I am having trouble piecing together the last part of a puzzle. The entire code is shown below, which includes a non-essential username and password to a site where I am scraping data.
After looping through part numbers from an Excel file using
pd.read_excel()
Selenium is used to scrape various items of the website in question; the code then writes these values to the output window successfully.
As opposed to writing the data to an output window, I aim to write to the same Excel file I am pulling data from, writing it to the appropriate columns.
In the final for
loop of the code, I initially tried to write the variables (which were printing to the screen) to Excel by appending
.to_excel('filePathHere')
to the variable in question. As an example, I attempted
description.to_excel('pathToFile/output.xlsx')
Which yield an error of EOL while scanning string literal (<string>, line 1)
I then thought, maybe this variable needs to be converted to a DataFrame, so I then tried
description_DataFrame = pd.DataFrame(description)

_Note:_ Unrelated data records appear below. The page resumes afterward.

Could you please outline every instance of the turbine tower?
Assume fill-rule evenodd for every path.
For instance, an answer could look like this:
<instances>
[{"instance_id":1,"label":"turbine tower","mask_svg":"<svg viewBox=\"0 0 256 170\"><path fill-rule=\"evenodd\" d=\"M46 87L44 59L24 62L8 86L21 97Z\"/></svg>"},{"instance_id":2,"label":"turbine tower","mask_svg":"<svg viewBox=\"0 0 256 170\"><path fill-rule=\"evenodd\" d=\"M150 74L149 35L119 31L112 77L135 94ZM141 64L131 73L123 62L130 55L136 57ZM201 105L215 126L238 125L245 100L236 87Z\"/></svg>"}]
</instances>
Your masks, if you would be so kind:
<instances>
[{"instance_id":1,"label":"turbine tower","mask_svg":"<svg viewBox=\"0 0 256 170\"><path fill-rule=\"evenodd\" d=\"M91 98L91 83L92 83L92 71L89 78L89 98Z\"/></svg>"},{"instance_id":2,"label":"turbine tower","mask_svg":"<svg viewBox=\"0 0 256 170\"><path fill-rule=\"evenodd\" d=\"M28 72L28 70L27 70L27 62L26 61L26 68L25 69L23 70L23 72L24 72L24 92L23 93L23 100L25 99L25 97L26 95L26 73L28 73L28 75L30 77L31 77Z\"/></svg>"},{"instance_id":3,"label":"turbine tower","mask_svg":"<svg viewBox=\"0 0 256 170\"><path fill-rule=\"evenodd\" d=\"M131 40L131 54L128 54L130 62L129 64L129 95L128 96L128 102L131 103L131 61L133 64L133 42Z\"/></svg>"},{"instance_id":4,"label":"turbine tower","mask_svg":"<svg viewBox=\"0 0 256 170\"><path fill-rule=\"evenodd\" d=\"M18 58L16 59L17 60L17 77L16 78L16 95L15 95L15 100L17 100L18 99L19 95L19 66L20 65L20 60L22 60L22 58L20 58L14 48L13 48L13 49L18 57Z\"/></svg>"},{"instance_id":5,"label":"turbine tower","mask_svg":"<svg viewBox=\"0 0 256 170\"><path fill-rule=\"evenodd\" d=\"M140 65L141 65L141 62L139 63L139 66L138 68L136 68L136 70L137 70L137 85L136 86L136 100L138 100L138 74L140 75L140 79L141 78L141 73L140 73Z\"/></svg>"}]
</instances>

description_DataFrame.to_excel('pathToFile/output.xlsx')
which resulted in the same error message.
I am not even sure if this is the correct logic to write each item to the existing (or new) file. If it is, I found an explanation on how to deal with long strings here: StackOverFlow EOL Error but none of my data constitutes as long strings, so I can't see how that applies.

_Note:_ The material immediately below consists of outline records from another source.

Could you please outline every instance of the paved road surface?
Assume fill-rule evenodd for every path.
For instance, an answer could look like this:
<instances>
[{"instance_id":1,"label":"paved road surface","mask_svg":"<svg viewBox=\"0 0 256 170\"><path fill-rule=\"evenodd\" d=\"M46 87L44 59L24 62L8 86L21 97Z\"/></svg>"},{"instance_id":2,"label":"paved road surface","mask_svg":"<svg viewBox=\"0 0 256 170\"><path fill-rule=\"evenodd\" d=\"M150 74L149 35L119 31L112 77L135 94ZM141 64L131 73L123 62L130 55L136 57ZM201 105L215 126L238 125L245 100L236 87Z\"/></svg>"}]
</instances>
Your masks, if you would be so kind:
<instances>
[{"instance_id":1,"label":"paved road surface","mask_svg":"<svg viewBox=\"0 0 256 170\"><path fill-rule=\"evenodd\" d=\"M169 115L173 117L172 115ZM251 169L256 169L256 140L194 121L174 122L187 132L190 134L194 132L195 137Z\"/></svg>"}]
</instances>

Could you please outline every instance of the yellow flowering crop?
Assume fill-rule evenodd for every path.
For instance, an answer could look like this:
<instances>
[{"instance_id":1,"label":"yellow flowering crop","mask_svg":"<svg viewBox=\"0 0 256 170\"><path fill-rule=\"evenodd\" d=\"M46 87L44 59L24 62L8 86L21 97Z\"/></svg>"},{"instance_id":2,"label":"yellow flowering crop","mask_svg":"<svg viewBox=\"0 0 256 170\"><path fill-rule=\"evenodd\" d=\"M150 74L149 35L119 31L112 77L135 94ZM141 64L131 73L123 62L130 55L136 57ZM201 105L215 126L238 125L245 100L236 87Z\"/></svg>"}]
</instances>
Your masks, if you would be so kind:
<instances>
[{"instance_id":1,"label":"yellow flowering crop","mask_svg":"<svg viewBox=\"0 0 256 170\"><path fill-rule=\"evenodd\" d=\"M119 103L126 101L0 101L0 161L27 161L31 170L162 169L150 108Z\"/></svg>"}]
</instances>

I then start to think I might need to create a dictionary, and then append to it. So I then removed any attempts from above and tried:
description = []
description.append(mfg_part)
mfg_part.to_excel('pathToFile/output.xlsx')
Which still give me the same EOL error.
I am not to sure what is wrong, and why I can't write the variables mfg_part, mfg_OEM, description
to their respective columns in the loaded Excel file.
Any hints / tips would be greatly appreciated.
complete working code, printing to the screen is as follows:
import time
#Need Selenium for interacting with web elements
from selenium import webdriver
from selenium.webdriver.common.by import By
from selenium.webdriver.support.ui import WebDriverWait
from selenium.webdriver.support import expected_conditions as EC
from selenium.webdriver.common.keys import Keys
#Need numpy/pandas to interact with large datasets
import numpy as np
import pandas as pd
import itertools
# load in manufacture part number from a collection of components, via an Excel file
mfg_id_list = pd.read_excel("C:/Users/James/Documents/Python Scripts/jupyterNoteBooks/ScrapingData/MasterQuoteTemplate.xls")['Model']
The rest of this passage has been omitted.